According to Bloomberg, investment banks are valuing Alibaba at $200 billion, and are saying that Alibaba plans to work with investment firms, Credit Suisse Group AG, Deutsche Bank AG, Goldman Sachs Group Inc., JPMorgan Chase & Co., Morgan Stanley and Citigroup Inc.

This IPO might just might be the largest behind Facebook Inc. (NASDAQ: FB), who debuted in 2012, the e-commerce site has not decided on when it will file for the listing, which exchange to list on, or even how much to raise or how much to sell.

According to a valuation of $200 billion, this e-commerce company would be the second-largest Internet Company based on market-capitalization, behind Google Inc.(NASDAQ: GOOG)

Back in 2012 Alibaba bought back 20 percent of shares from Yahoo!
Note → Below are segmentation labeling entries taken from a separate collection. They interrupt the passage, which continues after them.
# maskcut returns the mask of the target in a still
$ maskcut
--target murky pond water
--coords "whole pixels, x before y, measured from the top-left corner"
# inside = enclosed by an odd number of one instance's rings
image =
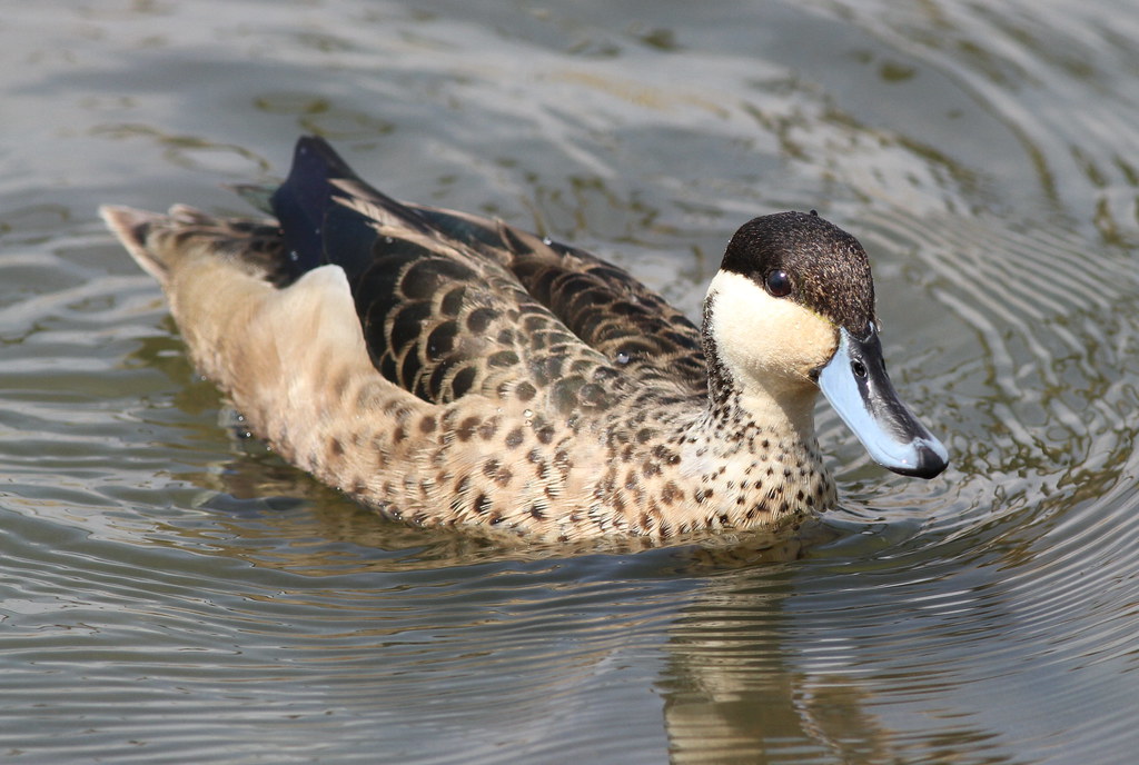
[[[1133,759],[1133,3],[7,5],[5,762]],[[95,215],[244,212],[305,131],[691,314],[739,223],[818,208],[951,469],[820,409],[843,507],[787,560],[370,516],[235,436]]]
Inc., back then Alibaba was valued at about $35 billion. Yahoo! (NASDAQ: YHOO) still owns 24 percent of the e-commerce website. Japan's Softbank Corp. owns 37 percent of the site.

Due to these factors and many other Alibaba has officially decided to start the process for an IPO in the United States, the company has also commented on a potential listing in China and has said, “should circumstances permit,” it will decide to file in China.

Shares of Yahoo! were up three percent in pre-market trading on the news of Alibaba going public, and have since continued to surge upward.